To address these problems, the University has proposed overhauling its advising system. In its strategic plan, the University lays out a “total advising” system that would add more first-year advising seminars (COLAs), promote coordination between academic deans and University Career Services, and involve alumni in advising. The system aims to make academic advising more expansive and to couple academic advising with career advising.
A comprehensive re-working of advising is not a bad idea. But the glaring problem with pre-major advising is not a lack of integration between academic advising and career advising.

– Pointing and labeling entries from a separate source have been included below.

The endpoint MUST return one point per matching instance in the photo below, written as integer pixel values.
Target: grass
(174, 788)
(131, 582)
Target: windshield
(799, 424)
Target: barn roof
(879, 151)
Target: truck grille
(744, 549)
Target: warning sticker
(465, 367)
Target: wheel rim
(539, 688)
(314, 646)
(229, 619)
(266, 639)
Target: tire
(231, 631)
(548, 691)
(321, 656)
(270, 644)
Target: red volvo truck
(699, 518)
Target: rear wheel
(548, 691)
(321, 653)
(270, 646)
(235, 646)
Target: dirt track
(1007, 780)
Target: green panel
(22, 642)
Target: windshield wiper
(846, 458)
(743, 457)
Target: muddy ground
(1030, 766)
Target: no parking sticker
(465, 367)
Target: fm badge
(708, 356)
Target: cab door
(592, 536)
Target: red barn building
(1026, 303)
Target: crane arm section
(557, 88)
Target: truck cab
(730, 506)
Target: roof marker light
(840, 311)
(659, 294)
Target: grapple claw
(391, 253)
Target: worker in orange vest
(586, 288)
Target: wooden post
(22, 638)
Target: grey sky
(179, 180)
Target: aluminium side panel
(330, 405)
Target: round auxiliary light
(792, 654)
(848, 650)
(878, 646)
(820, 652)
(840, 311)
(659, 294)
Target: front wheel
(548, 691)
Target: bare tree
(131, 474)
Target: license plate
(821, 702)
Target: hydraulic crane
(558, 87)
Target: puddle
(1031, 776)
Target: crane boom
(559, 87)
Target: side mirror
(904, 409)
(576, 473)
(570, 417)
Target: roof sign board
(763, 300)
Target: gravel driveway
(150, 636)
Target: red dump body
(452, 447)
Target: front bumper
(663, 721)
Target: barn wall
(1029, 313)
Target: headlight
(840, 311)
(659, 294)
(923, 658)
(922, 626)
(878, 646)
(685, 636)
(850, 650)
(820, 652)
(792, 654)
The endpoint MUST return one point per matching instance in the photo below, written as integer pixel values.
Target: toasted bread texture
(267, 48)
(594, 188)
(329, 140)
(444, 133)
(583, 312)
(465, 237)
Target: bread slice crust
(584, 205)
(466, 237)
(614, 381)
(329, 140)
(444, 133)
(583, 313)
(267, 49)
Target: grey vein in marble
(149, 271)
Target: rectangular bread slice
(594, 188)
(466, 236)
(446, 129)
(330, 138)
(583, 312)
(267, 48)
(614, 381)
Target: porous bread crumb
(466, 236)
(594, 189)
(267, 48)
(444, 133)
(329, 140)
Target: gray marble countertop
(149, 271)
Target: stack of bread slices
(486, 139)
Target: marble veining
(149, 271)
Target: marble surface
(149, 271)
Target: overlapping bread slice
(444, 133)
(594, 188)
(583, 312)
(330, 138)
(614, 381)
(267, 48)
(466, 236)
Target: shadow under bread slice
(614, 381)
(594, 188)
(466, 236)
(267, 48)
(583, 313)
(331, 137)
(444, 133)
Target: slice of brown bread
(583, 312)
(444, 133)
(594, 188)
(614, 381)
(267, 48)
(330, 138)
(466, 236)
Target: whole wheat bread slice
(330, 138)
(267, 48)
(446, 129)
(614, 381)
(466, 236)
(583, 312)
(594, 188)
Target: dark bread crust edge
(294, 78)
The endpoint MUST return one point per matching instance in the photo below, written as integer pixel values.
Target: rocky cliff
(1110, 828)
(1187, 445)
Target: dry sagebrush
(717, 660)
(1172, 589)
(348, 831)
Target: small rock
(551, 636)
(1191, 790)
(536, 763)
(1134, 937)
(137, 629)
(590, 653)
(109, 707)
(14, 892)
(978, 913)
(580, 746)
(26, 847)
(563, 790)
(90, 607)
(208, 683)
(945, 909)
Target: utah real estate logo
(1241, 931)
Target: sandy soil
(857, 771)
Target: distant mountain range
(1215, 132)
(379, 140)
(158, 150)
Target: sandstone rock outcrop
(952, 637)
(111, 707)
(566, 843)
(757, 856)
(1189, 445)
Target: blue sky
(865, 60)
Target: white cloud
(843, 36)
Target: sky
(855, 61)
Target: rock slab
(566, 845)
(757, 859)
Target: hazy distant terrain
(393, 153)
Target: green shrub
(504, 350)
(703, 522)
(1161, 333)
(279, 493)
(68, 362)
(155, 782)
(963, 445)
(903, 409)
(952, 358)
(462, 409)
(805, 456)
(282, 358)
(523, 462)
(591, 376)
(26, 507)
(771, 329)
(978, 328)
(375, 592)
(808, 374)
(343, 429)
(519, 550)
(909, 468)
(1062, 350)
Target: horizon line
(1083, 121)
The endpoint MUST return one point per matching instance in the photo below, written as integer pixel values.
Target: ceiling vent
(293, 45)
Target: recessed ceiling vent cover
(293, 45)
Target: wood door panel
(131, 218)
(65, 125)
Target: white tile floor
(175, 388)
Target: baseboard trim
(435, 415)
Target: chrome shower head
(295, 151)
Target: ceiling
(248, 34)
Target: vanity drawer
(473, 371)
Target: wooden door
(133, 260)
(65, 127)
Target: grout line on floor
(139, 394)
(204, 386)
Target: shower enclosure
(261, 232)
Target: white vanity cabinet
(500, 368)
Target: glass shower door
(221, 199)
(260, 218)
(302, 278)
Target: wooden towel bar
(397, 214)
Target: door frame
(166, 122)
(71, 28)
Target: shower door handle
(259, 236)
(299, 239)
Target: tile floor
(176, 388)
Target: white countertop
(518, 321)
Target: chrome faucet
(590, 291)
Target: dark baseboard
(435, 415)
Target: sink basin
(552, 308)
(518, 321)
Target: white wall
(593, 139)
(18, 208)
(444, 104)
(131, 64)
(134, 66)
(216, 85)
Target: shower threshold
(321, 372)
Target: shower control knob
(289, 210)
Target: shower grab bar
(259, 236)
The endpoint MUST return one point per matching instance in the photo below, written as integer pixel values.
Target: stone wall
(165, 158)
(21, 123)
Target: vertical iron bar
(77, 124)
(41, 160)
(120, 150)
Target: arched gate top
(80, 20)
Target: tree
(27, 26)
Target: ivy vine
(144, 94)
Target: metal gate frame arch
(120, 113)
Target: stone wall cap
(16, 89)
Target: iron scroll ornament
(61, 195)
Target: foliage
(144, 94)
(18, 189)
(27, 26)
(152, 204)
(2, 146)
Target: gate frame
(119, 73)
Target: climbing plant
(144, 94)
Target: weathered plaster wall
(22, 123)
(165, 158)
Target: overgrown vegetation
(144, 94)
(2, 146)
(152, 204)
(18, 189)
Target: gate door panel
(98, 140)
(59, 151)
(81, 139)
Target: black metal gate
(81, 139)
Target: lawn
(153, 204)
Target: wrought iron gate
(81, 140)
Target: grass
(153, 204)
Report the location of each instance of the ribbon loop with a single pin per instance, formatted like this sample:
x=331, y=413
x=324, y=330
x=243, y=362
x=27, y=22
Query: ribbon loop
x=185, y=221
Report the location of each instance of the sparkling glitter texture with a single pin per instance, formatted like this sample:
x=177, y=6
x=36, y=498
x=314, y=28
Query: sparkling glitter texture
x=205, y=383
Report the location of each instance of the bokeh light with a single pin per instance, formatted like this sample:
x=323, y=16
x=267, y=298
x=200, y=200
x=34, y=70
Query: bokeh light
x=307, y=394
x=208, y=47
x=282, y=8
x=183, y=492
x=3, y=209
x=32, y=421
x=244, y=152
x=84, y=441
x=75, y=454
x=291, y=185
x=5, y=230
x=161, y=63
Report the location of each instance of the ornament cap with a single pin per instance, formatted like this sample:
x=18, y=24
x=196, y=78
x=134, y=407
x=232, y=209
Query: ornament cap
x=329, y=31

The problem is the haphazard nature of assigning students to faculty advisors. Often students end up with well-meaning faculty members who find it difficult to offer advice beyond generalities (take a subject you’ve never taken before! Think before you enroll in more than 15 credits!), because they are unfamiliar with the departments that their advisees are interested in. This is a problem of ineffective distribution: we are placing students with faculty members who aren’t quite right for them.
To better match students with advisors, the College should require students to list five potential majors on an advising worksheet. The sheet would not commit students to any particular course of study.
Many students don’t know what they want to major in when they enter the University, and this is a good thing. In addition, many students change their majors or guiding interests while students at the University. But a large number of these students have some idea of what subjects interest them. If students could list five potential majors on a worksheet, and if the College could commit to matching them with a faculty member affiliated with one of those majors, pre-major advising would improve.
These speculative majors might be in far-removed fields. For example, a student might list both Spanish and biology as possible courses of study. But whether that student gets assigned to a biologist or to a Spanish professor, she is being matched with a person in a field that excites her.
The inevitable cascade of incoming College students who will say they’re majoring in “pre-Comm” (which is, of course, not a major) could be directed to faculty members who have some degree of affiliation or familiarity with the Commerce School.
COLA courses — one-credit, graded classes for first-year students devoted partially to academic content and partially to advising issues — solve the problem of advisor-matching. A student’s COLA instructor serves as an advisor until the student declares a major. And presumably students sign up for COLAs on topics that they are interested in. But we can only expand COLA courses so far. COLAs are 18-person seminars, so we don’t have enough faculty to extend these classes to more than a minority of first-semester students.
Having students list a good number of majors that interest them would, in a formalized way, help the College direct students to faculty members who are more likely to be good matches. It would also give students a greater degree of control over their advising experience.